My hands and heels scrabbled for anything that would allow me to push myself back up.  I managed to kick my way back up close enough to the trail that Benee wanted to help.  He reached down to grab my hand, but I told him, “Grab onto the strap on my backpack,” leaving my hands free to continue pushing my way back onto the trail.  With Benee pulling me up, I crawled back up onto the trail, much wearied from my efforts.  At that point, we both took a short but sorely needed break.

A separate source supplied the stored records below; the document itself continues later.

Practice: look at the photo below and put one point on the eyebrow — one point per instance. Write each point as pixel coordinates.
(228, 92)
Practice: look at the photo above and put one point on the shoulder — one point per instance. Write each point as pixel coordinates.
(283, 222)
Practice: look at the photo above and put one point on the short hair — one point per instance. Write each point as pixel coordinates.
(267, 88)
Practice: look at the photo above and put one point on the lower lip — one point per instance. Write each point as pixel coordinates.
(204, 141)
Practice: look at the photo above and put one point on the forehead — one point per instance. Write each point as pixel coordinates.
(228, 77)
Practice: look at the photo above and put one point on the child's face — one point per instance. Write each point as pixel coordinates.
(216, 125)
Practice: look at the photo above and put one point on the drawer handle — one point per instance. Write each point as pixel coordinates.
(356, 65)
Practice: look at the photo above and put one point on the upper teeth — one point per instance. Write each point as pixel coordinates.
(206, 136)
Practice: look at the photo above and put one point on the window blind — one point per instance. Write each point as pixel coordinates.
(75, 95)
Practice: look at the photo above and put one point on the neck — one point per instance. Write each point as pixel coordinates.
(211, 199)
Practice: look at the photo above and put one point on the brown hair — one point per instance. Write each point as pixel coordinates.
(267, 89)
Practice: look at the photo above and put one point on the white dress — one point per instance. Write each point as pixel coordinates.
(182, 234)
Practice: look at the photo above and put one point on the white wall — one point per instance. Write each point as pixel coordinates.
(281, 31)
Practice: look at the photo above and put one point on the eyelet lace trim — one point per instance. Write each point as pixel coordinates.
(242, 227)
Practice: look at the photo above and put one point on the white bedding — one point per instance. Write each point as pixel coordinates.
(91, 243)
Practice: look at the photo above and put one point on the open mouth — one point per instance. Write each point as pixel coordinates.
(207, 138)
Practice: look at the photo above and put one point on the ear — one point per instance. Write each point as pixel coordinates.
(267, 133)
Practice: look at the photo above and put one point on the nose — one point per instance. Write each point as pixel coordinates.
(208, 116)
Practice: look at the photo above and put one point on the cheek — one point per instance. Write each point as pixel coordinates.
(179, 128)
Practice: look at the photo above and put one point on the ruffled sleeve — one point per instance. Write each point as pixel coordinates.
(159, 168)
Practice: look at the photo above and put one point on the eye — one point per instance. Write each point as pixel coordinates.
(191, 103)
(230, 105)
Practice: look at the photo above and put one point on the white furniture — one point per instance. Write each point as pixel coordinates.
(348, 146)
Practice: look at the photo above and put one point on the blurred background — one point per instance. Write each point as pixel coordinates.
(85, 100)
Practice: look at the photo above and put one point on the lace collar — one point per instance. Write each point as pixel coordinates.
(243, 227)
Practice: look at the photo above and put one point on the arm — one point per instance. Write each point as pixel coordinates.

Our downward journey continued, broken by a couple more rest breaks to allow our shaking legs to recover enough to continue the descent.  After what seemed like an eternity—but in reality was probably less than an hour and a half—we reached the trailhead where Steffi, Markus and Dorella were waiting.  Using my arms to pull myself up the slope was the only way that I was able to summit, but I paid for it dearly when I woke up the next morning.  I felt like I had spent hours dead-lifting in the weight room.  My legs were no better off and felt like I had played an entire Frisbee tournament.  This experience was an all-too-painful reminder of how little exercise I’ve gotten since I got here, but was still well worth the effort for the views (pictures linked here).

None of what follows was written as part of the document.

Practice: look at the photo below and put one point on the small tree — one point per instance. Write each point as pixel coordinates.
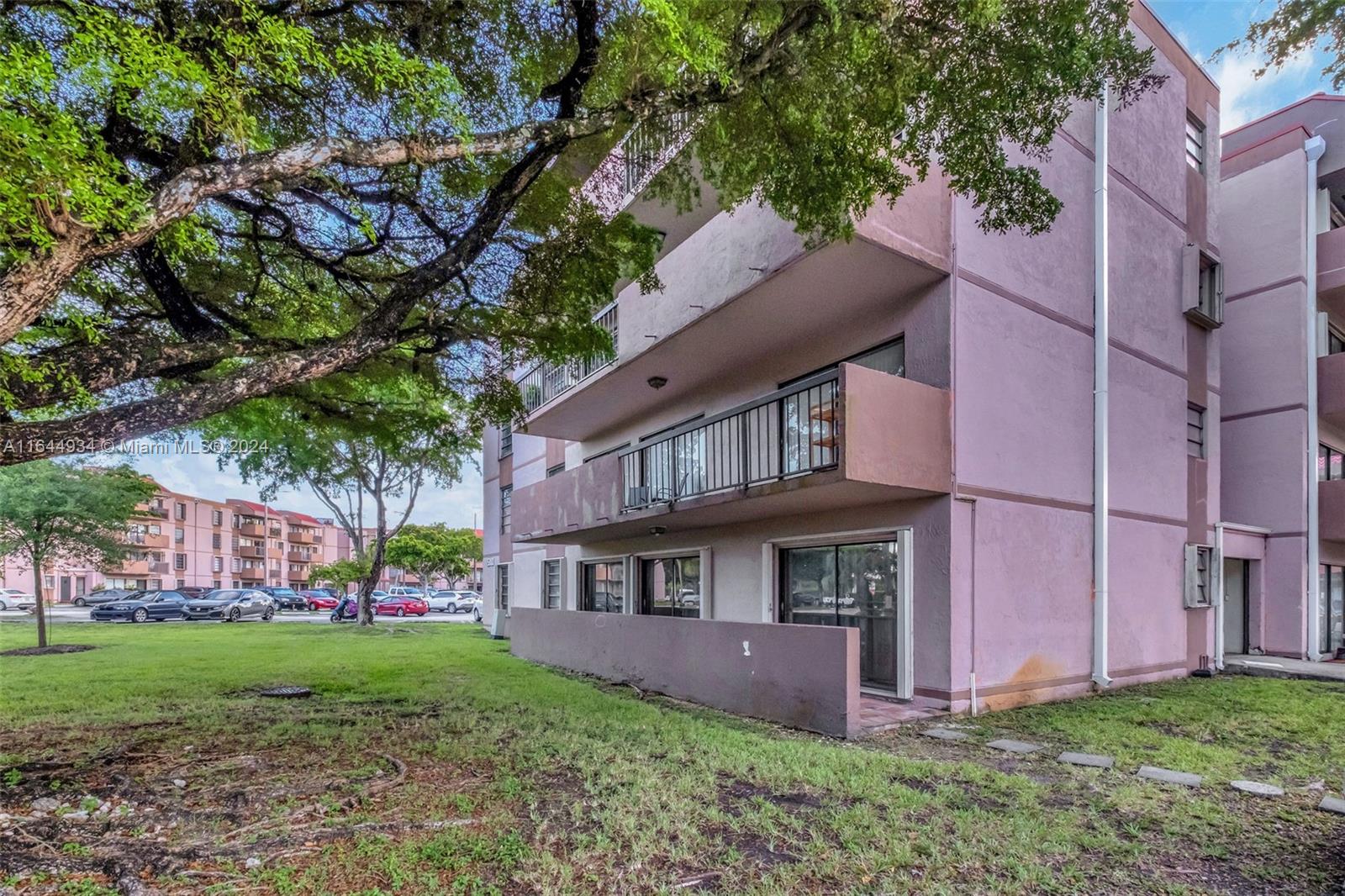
(435, 551)
(55, 512)
(340, 572)
(365, 444)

Our Lady of Lourdes: 4th Station
After the hike, we dropped Dorella back at the house and drove to the Our Lady of Lourdes Shrine, located 8 km from Kpando in Agbenoxoe.  Upon an east-facing hillside, there are a series of fourteen sculptures related to the crucifixion of Christ (known to Catholics as the Stations of the Cross) and a massive statue of the Virgin Mary.  The resident priest was there with a group of mourners who were walking through the stations in honor of a lost loved one.  The silence of the shrine was a peaceful respite from the hustle and noise found throughout most of my time in Ghana.  The late afternoon light gave a beautiful glow to some of the sculptures, with one of the best examples being the fourth station (Jesus Meets his Sorrowful Mother) shown here.

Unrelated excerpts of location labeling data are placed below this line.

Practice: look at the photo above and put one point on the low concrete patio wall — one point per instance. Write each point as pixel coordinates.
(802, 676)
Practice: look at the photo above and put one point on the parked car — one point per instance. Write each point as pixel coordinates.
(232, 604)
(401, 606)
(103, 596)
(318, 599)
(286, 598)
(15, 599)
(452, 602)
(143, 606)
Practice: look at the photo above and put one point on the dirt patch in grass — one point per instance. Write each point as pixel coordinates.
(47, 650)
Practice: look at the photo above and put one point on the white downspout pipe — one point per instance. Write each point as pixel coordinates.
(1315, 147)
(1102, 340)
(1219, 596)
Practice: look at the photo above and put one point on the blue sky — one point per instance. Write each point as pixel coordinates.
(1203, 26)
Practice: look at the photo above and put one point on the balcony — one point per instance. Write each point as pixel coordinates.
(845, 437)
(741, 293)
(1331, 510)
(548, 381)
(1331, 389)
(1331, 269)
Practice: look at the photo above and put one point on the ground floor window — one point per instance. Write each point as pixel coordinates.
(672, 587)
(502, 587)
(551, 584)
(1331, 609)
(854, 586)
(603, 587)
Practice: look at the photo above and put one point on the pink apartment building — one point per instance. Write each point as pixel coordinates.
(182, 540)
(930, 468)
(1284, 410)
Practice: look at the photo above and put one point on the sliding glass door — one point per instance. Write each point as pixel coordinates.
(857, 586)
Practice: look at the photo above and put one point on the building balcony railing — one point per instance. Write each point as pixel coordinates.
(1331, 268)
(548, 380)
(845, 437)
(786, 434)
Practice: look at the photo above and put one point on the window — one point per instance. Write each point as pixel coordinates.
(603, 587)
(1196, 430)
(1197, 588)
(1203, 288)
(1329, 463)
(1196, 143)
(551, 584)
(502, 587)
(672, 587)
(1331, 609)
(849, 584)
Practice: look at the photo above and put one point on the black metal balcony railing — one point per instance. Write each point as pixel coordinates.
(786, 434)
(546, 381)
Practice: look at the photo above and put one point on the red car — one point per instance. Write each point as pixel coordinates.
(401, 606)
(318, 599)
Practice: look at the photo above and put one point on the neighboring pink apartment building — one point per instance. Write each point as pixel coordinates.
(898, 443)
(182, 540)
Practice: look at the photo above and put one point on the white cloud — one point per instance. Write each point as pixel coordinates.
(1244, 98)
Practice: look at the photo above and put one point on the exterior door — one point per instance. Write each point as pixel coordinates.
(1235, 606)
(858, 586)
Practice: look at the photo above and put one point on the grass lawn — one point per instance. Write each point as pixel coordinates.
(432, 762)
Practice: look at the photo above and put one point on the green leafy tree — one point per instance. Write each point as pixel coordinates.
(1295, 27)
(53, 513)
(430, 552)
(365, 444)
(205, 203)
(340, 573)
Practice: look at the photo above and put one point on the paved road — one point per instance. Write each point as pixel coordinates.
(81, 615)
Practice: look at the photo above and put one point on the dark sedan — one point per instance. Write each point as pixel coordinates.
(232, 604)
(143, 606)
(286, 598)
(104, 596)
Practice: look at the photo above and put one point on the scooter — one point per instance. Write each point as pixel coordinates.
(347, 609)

After our time at the shrine, we found a little bar and had a couple drinks while waiting for sunset.  Benee drove us a little ways down the road to Torkor to take sunset pictures, which were less than impressive due to the hazy cloud cover.  After returning to the house for showers, we drove to Ho for dinner at a little place recommended in both the English and German guidebooks.

Given our busy day on Monday, we slept in on Tuesday and had a lovely breakfast around 9.  We packed up our things, took a few pictures in front of the house with Benee and Kofi and Mary and started on our journey back to Kumasi.  Around 12:30 we arrived at the Adome Bridge, “a massive suspension bridge that forms one of only two places where cars are able to cross the Lower Volta” (as described in the Bradt guide).  The bridge is rather impressive, especially when a large truck crosses the bridge, causing it to shake on its rails.  The views from the Volta Hotel the other day made us want to return to show Steffi and Markus.  We enjoyed a long, leisurely lunch on the large veranda with the view overlooking the dam.  After a long but uneventful drive, we arrived back home at the house in Kumasi, tired but relaxed from our non-traditional Christmas.